Manifolds, Manolos & Manure

05/01/2018 @ 12:35 pm | By Bona Heinsohn, CAE

March ushered few, but significant changes in Illinois’ political scene.  Incumbent Governor Bruce Rauner squeaked out a narrow victory over political newcomer Jeanne Ives.  His squeaky, narrow victory signals major trouble this fall as he faces off against billionaire and political newcomer J.B. Pritzker.  The Rauner and Pritzker victories set the stage for an epic millionaire v. billionaire battle this fall.  


Closer to home, incumbent Cook County President Toni Preckwinkle sailed to victory over former Alderman Robert “Bob” Fioretti.  Along with grabbing 60 percent of the vote she also carried Bill Lowry, Bridget Degnan, and Brandon Johnson to victory thus strengthening her position of power on the county board and Cook County Democratic Party. 

However, her endorsement didn’t carry incumbent Assessor Joe Berrios to victory.  Cook County Democratic Party chairman and incumbent Assessor Berrios lost to political newcomer Fredrick “Fritz” Kaegi.  Kaegi ran on a promise to provide transparency to Cook County’s property tax system.


Lowry, an attorney and anti-violence activist, sailed to victory in the third district in a field of seven candidates.  Lowry garnered the support of Preckwinkle.  The opening in the third district was created when incumbent commissioner Jerry Butler announced that he wouldn’t be seeking re-election.  Butler was first elected in 1985.  The third district stretches from the near northside lakefront to the south suburbs.


In November, Lowry will face off against George Blakemore.
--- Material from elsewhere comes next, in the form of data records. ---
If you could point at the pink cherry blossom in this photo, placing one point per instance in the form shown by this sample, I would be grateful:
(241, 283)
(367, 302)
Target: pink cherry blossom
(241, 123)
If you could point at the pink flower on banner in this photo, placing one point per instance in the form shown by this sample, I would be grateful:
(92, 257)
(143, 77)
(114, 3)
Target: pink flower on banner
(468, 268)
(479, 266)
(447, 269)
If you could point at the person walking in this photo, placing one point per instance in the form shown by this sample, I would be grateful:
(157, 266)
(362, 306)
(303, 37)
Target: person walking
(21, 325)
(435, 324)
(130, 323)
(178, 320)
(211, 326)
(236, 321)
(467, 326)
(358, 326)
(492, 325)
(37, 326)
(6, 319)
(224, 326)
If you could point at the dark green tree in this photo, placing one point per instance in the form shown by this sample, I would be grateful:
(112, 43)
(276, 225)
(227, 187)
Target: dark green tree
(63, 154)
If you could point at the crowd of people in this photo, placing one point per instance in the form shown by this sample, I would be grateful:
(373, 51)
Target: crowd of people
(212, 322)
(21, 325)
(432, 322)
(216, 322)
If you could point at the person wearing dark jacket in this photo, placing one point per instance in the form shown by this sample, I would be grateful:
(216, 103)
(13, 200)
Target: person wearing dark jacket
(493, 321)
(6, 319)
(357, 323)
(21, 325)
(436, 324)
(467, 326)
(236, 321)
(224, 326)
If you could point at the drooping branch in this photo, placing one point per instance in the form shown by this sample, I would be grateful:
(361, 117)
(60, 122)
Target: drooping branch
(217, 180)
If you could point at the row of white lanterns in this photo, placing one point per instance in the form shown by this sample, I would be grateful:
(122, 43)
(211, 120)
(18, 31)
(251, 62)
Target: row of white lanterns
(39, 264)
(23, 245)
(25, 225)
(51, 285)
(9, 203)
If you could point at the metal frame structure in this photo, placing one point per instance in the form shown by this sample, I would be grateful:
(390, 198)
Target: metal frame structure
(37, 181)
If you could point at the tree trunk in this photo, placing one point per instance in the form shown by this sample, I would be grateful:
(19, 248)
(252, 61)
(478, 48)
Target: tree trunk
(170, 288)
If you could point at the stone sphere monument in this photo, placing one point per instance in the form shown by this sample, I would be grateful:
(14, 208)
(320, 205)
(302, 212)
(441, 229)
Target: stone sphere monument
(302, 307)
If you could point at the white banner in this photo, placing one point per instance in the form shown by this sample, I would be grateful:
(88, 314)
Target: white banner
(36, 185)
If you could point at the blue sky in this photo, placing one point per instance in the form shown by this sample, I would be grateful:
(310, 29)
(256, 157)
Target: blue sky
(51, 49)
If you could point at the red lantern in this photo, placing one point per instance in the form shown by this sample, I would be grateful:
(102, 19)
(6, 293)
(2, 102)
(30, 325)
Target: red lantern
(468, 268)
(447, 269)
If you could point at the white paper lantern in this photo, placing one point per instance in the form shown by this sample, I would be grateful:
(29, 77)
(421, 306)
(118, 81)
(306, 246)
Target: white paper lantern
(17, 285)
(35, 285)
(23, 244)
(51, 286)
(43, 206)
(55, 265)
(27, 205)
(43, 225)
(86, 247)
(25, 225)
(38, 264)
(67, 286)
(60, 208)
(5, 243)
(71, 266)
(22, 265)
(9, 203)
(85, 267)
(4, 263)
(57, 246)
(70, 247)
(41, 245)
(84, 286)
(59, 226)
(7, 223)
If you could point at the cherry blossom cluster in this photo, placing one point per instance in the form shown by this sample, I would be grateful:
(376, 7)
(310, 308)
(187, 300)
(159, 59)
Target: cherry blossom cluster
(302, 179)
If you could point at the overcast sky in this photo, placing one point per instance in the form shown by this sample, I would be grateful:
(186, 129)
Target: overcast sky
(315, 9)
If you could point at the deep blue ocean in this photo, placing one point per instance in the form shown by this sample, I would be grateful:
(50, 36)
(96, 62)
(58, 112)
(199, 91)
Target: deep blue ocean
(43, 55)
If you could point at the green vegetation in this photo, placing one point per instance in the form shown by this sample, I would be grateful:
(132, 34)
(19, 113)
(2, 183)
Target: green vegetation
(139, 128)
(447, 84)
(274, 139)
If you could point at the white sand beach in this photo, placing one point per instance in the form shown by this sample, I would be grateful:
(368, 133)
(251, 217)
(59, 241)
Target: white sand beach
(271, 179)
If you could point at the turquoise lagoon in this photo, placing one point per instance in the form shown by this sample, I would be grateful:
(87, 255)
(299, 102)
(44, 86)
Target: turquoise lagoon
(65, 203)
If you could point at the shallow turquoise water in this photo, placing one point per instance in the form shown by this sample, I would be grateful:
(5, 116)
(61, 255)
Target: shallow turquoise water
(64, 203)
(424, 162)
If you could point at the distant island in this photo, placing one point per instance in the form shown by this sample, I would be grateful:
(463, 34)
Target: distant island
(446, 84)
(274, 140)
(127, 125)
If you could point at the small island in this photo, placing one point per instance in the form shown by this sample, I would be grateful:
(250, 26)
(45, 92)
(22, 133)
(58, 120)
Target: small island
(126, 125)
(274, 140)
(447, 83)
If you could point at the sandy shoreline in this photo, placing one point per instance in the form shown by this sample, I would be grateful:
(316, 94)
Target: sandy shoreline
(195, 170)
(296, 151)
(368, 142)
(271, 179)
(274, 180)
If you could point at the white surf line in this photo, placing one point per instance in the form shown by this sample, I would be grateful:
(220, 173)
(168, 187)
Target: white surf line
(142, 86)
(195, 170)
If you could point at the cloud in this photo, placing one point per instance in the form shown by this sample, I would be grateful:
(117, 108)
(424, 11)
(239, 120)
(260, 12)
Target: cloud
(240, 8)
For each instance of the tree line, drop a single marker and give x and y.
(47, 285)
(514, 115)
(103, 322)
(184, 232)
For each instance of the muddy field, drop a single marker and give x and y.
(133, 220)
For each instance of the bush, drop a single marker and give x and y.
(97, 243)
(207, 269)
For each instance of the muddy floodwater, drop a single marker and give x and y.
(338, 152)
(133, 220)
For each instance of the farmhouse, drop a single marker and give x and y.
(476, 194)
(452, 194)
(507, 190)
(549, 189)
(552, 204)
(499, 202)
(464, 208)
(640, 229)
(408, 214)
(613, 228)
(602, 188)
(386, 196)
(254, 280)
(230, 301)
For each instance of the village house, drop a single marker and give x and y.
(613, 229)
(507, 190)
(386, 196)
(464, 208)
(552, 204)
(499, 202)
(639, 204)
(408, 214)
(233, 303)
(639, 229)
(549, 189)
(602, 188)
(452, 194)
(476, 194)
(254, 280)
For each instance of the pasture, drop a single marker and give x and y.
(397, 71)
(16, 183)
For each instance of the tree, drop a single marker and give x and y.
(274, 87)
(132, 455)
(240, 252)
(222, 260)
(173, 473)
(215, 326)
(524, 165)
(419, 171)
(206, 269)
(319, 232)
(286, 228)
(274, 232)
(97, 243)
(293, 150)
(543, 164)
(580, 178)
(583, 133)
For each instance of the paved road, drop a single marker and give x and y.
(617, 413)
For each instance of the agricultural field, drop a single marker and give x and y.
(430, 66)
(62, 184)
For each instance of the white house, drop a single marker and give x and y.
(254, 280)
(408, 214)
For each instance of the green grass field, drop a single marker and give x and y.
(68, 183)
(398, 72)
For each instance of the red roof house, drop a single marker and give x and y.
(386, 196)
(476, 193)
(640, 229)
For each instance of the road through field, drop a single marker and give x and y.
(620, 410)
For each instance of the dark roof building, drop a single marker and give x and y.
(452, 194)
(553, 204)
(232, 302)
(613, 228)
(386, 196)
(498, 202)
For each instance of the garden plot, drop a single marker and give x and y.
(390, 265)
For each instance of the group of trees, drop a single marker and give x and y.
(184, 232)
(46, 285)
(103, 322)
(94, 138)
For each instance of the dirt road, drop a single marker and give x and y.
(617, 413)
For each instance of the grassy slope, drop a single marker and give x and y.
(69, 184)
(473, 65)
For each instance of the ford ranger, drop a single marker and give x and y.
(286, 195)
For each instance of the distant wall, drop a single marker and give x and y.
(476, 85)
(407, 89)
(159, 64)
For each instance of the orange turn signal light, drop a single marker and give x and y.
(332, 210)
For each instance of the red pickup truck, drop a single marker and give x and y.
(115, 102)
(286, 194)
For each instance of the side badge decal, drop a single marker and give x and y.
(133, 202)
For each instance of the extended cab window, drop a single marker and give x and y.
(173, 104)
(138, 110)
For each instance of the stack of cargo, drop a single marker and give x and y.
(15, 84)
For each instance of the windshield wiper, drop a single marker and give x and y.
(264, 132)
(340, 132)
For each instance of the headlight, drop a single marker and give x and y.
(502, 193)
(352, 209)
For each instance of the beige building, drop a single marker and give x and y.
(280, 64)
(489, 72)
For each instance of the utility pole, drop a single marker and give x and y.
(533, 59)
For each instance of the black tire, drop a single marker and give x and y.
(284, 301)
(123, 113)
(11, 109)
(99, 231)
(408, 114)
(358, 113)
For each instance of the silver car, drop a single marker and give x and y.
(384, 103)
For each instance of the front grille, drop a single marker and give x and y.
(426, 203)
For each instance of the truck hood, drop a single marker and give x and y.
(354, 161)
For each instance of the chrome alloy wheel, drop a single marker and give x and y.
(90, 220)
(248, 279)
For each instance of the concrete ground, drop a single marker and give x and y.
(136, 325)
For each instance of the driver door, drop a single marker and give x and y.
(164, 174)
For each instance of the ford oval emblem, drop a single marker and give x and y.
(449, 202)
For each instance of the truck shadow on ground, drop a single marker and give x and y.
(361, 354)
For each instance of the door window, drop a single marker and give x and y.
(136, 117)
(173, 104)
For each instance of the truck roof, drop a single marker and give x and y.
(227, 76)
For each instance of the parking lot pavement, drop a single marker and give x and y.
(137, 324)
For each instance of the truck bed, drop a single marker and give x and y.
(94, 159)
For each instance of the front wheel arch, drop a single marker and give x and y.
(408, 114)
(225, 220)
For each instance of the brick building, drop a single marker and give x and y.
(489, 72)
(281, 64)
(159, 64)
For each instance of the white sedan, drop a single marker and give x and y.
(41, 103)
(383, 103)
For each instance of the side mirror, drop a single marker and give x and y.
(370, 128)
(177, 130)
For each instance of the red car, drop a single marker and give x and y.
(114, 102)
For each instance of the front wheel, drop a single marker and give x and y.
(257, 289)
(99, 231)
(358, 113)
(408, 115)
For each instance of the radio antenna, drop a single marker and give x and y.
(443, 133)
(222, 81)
A former teacher turned vocal thorn in local governments’ side.


Degnan, an attorney and former medical marijuana dispensary regulatory for the state, won the 12th district against incumbent commissioner John Fritchey.  Fritchey, an early and outspoken critic of the beverage tax lost by 10 percent.  Degnan was supported by public employee unions and by Preckwinkle in a district that zigzags from downtown to the northwest side.


Johnson received Preckwinkle’s support after incumbent commissioner Richard Boykin introduced a scathing resolution declaring a vote of no confidence in the Cook County Assessor and County Board President regarding regressivity in the property tax system.  Although Boykin later amended the resolution, the former Chicago Teachers Union organizer edged to victory over the outspoken beverage tax and sales tax opponent.  The first district includes the far west side and many western suburbs.


Lowry, Degnan, and Johnson’s victories likely pave the way for less turmoil and a smoother path on the county board for Preckwinkle’s priorities- public health, public safety and economic development during her final term.  Both Fritchey and Boykin were outspoken opponents of Preckwinkle’s beverage tax and sales tax increase.  Both also worked diligently to streamline the county’s operations and minimize the budget impacts of the revenue reduction created by the elimination of the beverage tax.


March’s victories could signal significant concerns this fall for commissioners in contested races who supported the beverage tax repeal.